Was due to lack of garden plan.

 

However, the films that had most impact on those concerned with food were the Food Flashes, of which some two hundred were made for the Ministry of Food between March 1942 and November 1946, each one with an average estimated audience of twenty million. Each was only fifteen seconds long, offering a useful tip on making the best of the available food in a punchy and humorous way, often using famous faces like ‘Cheerful’ Charlie Chester. A great many were made by Cecil Hepworth, one of the pioneers of pre-First World War cinematography who had effectively gone into retirement in the 1920s but returned to the business to contribute his talent to the propaganda drive. In 1950, he was one of the first six Fellows of the British Film Academy. One of the films, devoted to the cooking of greens, hints at the light tone of the series: ‘Thanks to the weather and – yes, old man – the growers, we have wonderful supplies of fresh vegetables just now. But don’t murder the vitamins now, will you. Boil quickly in very little water …’. They played an important role in fostering the climate in which people learned to love their home-grown produce.

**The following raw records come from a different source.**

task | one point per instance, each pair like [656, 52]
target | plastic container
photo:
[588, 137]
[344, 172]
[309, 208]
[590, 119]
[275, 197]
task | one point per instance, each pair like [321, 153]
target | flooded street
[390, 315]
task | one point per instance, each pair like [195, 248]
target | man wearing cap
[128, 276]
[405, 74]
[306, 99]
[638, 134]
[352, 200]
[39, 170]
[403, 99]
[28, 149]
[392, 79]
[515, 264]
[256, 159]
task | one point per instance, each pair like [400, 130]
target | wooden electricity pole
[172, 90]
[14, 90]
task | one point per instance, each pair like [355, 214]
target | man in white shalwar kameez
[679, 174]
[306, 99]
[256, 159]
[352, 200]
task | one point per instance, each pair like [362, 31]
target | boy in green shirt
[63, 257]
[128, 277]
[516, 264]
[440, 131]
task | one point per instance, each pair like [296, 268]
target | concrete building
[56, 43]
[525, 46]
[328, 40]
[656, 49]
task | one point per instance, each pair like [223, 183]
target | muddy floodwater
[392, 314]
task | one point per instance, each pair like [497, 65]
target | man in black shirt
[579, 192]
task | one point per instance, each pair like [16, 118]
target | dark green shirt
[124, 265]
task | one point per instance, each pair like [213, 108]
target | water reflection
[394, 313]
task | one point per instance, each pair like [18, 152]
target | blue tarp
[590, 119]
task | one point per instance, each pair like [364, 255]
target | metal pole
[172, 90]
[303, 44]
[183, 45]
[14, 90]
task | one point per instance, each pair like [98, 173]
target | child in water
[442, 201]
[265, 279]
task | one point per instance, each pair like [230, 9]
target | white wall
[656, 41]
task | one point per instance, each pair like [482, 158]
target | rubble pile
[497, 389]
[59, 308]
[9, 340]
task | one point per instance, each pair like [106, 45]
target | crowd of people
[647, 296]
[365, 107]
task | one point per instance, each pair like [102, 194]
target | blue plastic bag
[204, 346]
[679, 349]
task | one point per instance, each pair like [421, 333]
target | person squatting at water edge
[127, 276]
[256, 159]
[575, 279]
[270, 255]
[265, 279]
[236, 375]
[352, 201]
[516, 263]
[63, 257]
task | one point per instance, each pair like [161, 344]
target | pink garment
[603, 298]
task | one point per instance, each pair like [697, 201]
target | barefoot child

For a nation that had to some extent fallen out of love with the soil over the preceding two centuries, reigniting that passion for the fat of their own land was the challenge that faced those in charge of the campaign. As Wise Eating in Wartime, a collection of advice from Kitchen Front broadcasts, had it: ‘Today we are interested in food as never before. It’s taken a war to make us interested, but that’s by the way.’

Government officials and members of the creative industries harnessed the potential of all the media available to them and won over popular opinion through a mixture of practical advice, good humour, poignancy and appeals to the public’s sense of duty. It was a job done with consummate brilliance by professionals prepared to mine their own pools of creativity to produce work that, technical advances apart, stands up impressively to the scrutiny of our own multi-media age.